The side of 241 Carroll St., came crumbling down around 1:30 a.m. Monday with a family of six sleeping on the top floor, including three children, ages 8, 6 and an infant, CBS 2’s Kathryn Brown reported.
The building houses 14 people, most of whom were on vacation, including a family whose apartment took the brunt of the collapse.
“Most of it collapsed into the children’s bunk beds on the first floor. So they were very, very fortunate that they were on vacation,” FDNY Dept Asst. Chief James Leonard told reporters, including CBS 2’s Sean Hennessey.
Officials with the Office of Emergency Management, NYPD, FDNY and Department of Buildings all responded to the scene.
Scott Lehr, who lives behind the building, said he heard a loud bang from his bedroom window.
“I went outside and I saw a big chunk of the roof fall down,” Lehr said.
He said he grabbed his wife and two kids and rushed to the front of his home where they were evacuated by firefighters.
“I was actually sitting on my front porch and heard a loud bang,” neighbor Mike Candoniero told CBS 2’s John Slattery.
Fire officials said it’s incredibly fortunate that most of the residents of the apartment were not at home.
“There was one family on the top floor, five people were home and were able to evacuate the building without injury to themselves,” Deputy Asst.

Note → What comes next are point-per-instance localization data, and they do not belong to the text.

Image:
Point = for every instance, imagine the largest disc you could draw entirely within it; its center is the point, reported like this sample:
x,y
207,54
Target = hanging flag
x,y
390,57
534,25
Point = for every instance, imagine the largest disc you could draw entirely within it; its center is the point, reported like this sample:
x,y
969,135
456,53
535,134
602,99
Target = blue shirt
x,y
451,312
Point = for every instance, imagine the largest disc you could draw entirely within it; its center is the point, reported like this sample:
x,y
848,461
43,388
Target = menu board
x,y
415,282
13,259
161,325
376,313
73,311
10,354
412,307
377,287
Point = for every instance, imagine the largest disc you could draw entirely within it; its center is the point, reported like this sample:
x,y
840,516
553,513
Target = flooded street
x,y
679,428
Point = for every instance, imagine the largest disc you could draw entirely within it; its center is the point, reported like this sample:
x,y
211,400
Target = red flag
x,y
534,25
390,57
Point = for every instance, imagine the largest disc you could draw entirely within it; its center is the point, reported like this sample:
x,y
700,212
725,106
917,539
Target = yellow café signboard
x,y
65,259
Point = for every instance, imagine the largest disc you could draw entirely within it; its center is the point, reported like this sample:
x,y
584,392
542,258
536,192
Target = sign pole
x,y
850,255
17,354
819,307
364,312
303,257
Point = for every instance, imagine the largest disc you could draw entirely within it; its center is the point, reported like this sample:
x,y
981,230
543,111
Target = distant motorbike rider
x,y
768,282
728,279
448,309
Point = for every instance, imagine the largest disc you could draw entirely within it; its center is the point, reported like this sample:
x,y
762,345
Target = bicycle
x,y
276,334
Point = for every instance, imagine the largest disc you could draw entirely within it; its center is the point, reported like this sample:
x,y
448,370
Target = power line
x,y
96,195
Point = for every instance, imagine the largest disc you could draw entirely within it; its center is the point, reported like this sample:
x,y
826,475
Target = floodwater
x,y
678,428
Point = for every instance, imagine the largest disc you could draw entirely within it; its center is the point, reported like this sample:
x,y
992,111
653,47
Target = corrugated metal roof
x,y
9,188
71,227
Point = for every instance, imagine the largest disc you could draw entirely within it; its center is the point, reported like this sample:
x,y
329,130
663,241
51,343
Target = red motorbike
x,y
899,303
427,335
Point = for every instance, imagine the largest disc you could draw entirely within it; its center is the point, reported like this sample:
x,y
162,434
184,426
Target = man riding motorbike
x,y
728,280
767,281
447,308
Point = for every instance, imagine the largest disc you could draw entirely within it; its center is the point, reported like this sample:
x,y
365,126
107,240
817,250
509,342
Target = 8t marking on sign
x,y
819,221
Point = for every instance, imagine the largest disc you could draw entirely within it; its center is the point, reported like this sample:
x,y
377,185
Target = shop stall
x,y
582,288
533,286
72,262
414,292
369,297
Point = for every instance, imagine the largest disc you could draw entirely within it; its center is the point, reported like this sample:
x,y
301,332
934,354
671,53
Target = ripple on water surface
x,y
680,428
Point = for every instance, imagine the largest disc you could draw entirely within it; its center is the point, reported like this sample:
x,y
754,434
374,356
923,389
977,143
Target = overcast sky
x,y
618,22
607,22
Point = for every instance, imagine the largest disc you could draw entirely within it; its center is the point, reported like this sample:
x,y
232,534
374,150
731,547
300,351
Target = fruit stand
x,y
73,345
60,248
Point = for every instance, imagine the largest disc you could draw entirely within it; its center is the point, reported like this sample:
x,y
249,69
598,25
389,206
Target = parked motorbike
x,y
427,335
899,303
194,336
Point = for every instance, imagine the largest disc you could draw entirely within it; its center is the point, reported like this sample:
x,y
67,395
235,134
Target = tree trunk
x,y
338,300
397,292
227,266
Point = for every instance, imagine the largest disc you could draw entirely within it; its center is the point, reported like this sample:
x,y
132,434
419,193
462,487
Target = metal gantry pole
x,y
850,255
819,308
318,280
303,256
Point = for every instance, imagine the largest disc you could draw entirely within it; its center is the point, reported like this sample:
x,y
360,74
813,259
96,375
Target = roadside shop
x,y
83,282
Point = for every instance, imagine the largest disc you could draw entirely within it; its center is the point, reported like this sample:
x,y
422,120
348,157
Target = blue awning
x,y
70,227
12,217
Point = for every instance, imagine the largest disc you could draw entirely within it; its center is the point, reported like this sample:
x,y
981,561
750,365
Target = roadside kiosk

Chief James Leonard of the FDNY told Slattery.
The owners of the partially collapsed building — Howard and Sisi Schneider — live on the bottom floor with their two daughters, but they were vacationing at Bear Mountain on Sunday night, Brown reported.

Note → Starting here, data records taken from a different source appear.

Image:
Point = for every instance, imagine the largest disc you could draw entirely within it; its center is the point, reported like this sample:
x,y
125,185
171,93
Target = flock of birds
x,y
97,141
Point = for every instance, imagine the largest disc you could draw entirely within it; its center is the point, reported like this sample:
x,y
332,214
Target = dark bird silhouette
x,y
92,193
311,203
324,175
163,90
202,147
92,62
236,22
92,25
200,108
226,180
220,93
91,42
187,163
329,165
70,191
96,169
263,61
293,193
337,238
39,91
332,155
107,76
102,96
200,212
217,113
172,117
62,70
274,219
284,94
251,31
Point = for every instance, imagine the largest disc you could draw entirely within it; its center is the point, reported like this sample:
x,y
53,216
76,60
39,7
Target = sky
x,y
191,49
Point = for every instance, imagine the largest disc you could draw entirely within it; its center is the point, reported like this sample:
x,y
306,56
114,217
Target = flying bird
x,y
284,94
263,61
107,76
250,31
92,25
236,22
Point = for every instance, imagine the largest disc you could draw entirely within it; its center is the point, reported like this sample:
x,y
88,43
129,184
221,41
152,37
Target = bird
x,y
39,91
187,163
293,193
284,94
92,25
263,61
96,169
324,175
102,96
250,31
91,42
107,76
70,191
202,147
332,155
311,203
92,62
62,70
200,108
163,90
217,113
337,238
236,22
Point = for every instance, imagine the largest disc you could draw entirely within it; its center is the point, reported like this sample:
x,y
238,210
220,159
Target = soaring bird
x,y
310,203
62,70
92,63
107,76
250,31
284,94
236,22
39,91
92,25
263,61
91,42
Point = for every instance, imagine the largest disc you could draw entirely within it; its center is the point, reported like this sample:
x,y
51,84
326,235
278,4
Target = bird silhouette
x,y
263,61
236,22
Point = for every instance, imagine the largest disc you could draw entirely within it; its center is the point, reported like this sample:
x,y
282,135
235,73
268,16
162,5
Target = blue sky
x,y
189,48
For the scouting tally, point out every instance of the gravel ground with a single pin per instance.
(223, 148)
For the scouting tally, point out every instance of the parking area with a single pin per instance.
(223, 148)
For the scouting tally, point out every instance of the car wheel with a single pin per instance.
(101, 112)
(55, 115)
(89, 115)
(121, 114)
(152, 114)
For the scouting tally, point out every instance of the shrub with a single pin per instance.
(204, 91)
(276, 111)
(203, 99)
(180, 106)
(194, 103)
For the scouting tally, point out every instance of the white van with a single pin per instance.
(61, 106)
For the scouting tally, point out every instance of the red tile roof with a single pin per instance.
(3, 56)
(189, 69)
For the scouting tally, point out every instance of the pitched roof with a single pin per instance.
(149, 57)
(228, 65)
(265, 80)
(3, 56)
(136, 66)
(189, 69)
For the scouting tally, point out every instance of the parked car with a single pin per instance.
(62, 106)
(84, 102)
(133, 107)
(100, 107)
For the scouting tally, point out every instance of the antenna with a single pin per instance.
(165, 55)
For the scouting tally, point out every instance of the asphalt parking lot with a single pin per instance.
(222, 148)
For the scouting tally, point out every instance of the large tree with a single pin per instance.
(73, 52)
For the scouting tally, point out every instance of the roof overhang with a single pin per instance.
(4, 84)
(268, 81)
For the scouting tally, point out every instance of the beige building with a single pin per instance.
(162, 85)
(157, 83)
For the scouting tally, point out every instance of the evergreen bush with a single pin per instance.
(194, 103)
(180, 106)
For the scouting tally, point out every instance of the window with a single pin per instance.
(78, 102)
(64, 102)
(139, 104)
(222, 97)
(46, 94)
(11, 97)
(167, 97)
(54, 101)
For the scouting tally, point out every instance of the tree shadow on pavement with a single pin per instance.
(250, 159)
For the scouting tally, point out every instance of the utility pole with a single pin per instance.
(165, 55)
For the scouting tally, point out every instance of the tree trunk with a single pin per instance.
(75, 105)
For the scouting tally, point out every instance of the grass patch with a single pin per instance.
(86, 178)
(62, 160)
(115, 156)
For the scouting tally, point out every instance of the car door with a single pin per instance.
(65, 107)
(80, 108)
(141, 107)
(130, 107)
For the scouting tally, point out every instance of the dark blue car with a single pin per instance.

They raced back home when they got the call. The Schneiders, who have owned the building for nine years, said the home was constructed in the 1840s.
Months ago, they noticed a hairline crack in the wall and said they had just contracted with a construction company to start repair work but nothing had been done yet, Brown reported.
“Wood rots, the mortar between the bricks just gets old and starts to fall apart,” Leonard said. “And we have gravity that will bring the building down eventually.”
“It’s a blessing that everyone’s okay,” Sisi Schneider said.
Building inspectors said the row home used to be a middle unit rather than an end unit but added adjacent units were demolished years ago to make way for a school.
Since the units are designed to structurally interlock some now wonder if that change years ago made this building vulnerable.
“I was speaking to a former resident this morning who moved out because there were a lot of structural problems in the building, so she was pretty convinced that it was not a safe place to live,” evacuee Becky Morrison said.
Four adjoining buildings were also evacuated as a precaution.
The American Red Cross said 21 adults and six children have met with volunteers. So far, a family of six — two adults and four children — has been given emergency housing and funds for food and clothing.
“They couldn’t retrieve anything whatsoever,” senior responder Mauricio Serrato said. “They were able to just come out with whatever they had and what they came out with was nothing but their PJs, not even shoes. They didn’t have a chance to grab anything.”